An independent inquiry into sexual assault allegations levelled at a Labour Party staff member is expected to take four weeks, but the Prime Minister said it's important to "get it right and get it balanced".
Jacinda Ardern said she's waiting on the report to decide what to do.
It comes after details of the alleged sexual assault were published yesterday by The Spinoff - said to have occurred in February of 2018, with the complainant claiming the person had significant influence and connections within the party.
An investigation panel was set up by Labour's highest governing body, the NZ Council, earlier this year.
Ms Ardern has said she is "incredibly frustrated and deeply disappointed" at the way Labour has handled an investigation into a party staffer.
Speaking to TVNZ1's Breakfast today, Ms Ardern maintains that when she was first told about the allegations she specifically asked if they were sexual or physical and was told they were not.

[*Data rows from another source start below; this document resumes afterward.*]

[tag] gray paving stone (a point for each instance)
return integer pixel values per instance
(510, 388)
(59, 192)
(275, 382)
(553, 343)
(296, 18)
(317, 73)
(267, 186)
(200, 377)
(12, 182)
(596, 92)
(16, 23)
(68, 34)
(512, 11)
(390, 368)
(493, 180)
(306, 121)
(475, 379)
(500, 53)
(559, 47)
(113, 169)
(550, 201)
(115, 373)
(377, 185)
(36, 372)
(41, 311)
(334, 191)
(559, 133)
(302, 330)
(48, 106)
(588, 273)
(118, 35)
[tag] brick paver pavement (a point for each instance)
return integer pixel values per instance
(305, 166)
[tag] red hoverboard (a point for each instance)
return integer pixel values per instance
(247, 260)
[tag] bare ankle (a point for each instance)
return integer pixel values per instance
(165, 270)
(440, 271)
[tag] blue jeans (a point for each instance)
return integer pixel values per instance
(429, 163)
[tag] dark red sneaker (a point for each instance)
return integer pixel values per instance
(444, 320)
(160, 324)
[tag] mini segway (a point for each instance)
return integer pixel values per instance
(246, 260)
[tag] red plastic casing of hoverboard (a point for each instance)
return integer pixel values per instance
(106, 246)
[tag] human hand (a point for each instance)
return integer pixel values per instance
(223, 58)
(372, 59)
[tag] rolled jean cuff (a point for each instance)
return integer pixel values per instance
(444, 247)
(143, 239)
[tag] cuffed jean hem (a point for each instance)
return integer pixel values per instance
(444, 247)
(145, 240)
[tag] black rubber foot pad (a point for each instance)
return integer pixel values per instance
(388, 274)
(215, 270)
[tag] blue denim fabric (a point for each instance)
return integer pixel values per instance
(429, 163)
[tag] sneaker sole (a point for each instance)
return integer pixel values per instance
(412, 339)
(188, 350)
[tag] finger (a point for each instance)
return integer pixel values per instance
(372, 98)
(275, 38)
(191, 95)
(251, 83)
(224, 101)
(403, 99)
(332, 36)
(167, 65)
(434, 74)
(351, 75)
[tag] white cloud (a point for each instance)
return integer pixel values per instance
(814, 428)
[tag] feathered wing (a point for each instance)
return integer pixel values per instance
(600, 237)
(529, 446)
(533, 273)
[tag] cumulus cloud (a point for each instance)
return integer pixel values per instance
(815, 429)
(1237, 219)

"One of the issues that I've referred to in the last few weeks since this complaint has been raised, obviously now we have additional information, but originally when this complaint has been raised I've made the point that when it comes to his [the alleged offender] employment all of these complaints had been made to the Labour Party, and I've continued to check in with his direct employer - Parliamentary Services - whether or not have we had any official complaints, has there been anything that's instigated an employment issue here that we need to act on - and there hasn't been.
"So that's something that we need to manage but there's obviously - what complaints have been made external to his employment - so I need to deal with that and we are."
Ms Ardern said she had read The Spinoff's story where a woman alleges she was pinned down in the man's home and sexually assaulted.
"Yes, I have read that account and it is deeply distressing," she said. "You will see in that account as well, the Labour Party's claim of course that it would never be appropriate for them to investigate a complaint of that serious nature, that only the police would be able to do that, and that that wasn't the complaint that was brought to them.
"The Labour Party cannot, it is not equipped to look into allegations of this serious nature; and so if we can provide support to support someone to go to the police - if we can do anything, provide counselling, anything in that regard - we can and we will."
Mr Ardern said she knows who the alleged staffer is, but said she's been advised he has not attended meetings or been in the precinct for five weeks. She also told Breakfast she believes she knows who the woman who's made the allegations is.
When asked why the inquiry by a QC would take so long, she said: "The QC has been engaged already, has already been engaging on the terms of reference, so it's already underway. Yes, it is a time but I also want to make sure it's done properly, so it's about getting that balance right."
Ms Ardern said it was important to bring a third party in to look at the allegations.
"That is where I believe I will get the clarity I need to act decisively and so that's been put in place."